March Madness Means More Malware, AVG Offers Helpful Security Tips

March Madness Computer Security

March Madness is the best time of the year for college basketball fans. Unfortunately, the popular month in sports is also prime real estate for computer hackers, specifically for malware and phishing attempts.

AVG monitors virus scan and phishing services for more than 146 million active users, and that base has helped the company put together a list of helpful tips for March Madness.

According to AVG March is the perfect time of the month to actively monitor your computer for scams, viruses and more. The company warns that fake sports betting websites and other scams of that type of commonplace during March Madness.
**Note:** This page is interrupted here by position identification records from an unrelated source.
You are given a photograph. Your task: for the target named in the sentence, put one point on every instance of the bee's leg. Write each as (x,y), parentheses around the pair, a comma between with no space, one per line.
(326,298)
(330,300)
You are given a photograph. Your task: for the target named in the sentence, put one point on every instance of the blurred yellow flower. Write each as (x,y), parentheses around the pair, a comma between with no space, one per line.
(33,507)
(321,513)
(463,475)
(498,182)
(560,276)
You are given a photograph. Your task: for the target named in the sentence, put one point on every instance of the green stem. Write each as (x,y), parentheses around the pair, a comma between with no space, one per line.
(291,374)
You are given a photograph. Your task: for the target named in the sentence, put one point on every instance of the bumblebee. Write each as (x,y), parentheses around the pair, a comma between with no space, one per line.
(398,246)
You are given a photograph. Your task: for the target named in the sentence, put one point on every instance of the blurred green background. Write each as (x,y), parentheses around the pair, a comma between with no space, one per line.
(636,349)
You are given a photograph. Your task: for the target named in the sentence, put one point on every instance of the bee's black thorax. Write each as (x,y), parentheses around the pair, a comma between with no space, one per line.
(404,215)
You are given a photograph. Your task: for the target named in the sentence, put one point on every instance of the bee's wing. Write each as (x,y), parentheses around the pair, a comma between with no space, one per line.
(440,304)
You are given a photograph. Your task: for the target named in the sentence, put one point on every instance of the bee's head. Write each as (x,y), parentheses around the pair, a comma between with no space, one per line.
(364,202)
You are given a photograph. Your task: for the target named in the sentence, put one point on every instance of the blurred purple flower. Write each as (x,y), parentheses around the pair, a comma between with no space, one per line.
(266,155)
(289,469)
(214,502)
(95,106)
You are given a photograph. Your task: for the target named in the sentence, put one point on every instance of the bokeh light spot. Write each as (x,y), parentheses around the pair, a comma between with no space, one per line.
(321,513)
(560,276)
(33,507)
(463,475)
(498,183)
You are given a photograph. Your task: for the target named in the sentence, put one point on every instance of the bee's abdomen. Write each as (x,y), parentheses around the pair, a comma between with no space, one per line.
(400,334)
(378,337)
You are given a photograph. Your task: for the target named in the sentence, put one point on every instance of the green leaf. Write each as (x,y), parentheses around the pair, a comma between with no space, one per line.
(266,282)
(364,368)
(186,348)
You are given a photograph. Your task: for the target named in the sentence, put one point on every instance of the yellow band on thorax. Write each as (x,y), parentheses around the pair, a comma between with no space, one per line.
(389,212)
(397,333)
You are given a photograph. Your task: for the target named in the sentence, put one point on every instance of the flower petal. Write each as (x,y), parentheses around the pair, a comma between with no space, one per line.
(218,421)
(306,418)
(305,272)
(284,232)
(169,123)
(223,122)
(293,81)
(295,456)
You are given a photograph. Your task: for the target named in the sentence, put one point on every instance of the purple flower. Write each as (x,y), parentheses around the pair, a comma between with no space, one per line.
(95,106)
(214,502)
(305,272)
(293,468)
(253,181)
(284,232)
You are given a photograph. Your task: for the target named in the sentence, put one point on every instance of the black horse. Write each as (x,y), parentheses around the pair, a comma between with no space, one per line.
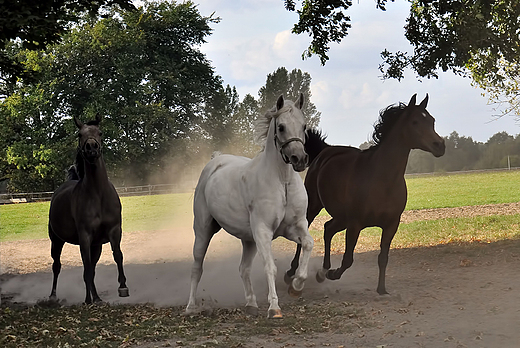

Here are a few methods AVG has pinpointed from hacker efforts:

  • Spamdexing – Designed to elevate fraudulent websites to the first page of search results. Cybercriminals manipulate search engines by using repeated unrelated phrases or optimizing a webpage around one topic to dupe visitors into downloading virus-infected brackets, encouraging them to register and collecting identity details in the process.
  • Phishing – Cybercriminals send out e-mails suggesting recipients register now to put in their playoff predictions. They deploy clever tactics to direct fans to places where they can steal personal details. They may even suggest using a Facebook login to register, giving them access to this very valuable piece of a person’s identity.

So how can users win the game of cat and mouse played by hackers? AVG suggested that only trusted sources be visited for everything from online betting to simply printing out division brackets and other information.

AVG also notes that deals which seem to good to be true are likely too good to be true. If a website looks suspicious, you should leave it right away.


Emails should almost be avoided completely. While more company’s are moving towards DMARC services to avoid email spoofing, that technology still has a long way to go.

Finally, AVG suggests typing in web addresses manually instead of clicking on links, which may not actually go to the URL address they have listed.

Do you have any of your own March Madness tips for avoiding internet scams including viruses, malware, and other hacking attempts?